Lucy havia se esquecido, era o aniversário de namoro dos dois, tal informação só fez piorar ainda mais o sentimento de remorso dentro dela, um sentimento que ela não pudera expressar, não ali, não naquele dia tão importante para Pablo.
– Sim amor, eu sei, e vamos comemorar da melhor maneira possível.
Ambos sentaram-se à mesinha, Pablo serviu o vinho e enquanto saboreavam-no Pablo observava sua amada, com olhos tão ingênuos e apaixonados que Lucy evitava reparar, Pablo levantou e estendeu à mão para Lucy se levantar também.
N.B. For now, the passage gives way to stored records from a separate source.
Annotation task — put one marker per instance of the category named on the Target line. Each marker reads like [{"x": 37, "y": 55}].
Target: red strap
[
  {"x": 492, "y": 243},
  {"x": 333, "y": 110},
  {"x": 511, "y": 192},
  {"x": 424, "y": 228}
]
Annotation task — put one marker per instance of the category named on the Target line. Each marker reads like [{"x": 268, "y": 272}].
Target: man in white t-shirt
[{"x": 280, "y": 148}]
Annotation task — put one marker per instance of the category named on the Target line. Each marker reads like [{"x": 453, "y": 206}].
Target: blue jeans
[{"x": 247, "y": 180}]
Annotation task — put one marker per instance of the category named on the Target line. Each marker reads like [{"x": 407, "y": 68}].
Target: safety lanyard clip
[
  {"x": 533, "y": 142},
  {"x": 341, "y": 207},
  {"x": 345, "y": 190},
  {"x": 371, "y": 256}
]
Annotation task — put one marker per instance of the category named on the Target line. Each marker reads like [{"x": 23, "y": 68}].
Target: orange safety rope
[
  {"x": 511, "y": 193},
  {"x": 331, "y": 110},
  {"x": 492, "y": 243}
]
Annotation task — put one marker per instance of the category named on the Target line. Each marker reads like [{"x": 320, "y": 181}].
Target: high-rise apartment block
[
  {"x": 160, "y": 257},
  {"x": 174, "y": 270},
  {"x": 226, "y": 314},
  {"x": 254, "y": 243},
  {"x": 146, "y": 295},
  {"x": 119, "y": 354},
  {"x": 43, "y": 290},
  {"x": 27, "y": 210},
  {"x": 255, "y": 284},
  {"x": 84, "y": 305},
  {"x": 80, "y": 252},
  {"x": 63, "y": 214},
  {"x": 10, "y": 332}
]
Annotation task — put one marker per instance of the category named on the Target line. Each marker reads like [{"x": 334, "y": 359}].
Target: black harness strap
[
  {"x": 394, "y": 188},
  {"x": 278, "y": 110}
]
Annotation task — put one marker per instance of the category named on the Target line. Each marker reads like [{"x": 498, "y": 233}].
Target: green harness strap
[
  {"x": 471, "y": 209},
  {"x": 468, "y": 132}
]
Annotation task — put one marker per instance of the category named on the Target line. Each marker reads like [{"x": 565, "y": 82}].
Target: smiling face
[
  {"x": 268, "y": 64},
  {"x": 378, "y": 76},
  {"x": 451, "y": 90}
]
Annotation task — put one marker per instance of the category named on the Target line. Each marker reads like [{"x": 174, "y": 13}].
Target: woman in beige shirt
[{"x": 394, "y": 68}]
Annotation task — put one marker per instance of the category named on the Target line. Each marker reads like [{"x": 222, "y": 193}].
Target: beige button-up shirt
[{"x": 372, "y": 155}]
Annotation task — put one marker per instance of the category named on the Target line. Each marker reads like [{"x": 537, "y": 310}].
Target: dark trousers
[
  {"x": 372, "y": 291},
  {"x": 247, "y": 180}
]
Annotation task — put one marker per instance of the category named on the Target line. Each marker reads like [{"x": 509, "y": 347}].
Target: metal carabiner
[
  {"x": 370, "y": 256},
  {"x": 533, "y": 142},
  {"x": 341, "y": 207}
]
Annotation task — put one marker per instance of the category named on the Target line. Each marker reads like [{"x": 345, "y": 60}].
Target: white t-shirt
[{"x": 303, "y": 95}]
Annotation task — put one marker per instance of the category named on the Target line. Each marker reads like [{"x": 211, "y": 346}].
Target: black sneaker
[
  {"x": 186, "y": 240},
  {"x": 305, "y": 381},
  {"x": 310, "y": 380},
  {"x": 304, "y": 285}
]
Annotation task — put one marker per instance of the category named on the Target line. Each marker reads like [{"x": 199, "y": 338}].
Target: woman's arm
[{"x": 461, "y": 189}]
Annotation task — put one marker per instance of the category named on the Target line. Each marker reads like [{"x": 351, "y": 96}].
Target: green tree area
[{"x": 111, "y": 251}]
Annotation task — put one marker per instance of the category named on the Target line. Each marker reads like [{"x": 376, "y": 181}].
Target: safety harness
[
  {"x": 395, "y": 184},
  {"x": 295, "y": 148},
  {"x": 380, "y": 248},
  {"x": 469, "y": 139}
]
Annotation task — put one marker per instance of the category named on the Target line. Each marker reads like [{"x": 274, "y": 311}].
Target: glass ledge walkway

– Vamos sentar um pouco lá fora, a lua está linda e eu sei que você é apaixonada pela lua. – Lucy o acompanhou, sentaram na beira do lago, admirando tamanha beleza natural, Pablo a beijou, e a chamou para voltarem para dentro da casinha, a deitou na cama e continuou a beijando, queria que aquela noite terminasse da melhor maneira possível, e quando foi despi-la, Lucy negou, disse que não estava se sentindo bem, talvez tivesse sido o vinho, foi o que ela alegou, mas não era isso, só não conseguiria, assim então deitaram-se e ao som do Jazz suave que ali tocava, pegaram no sono.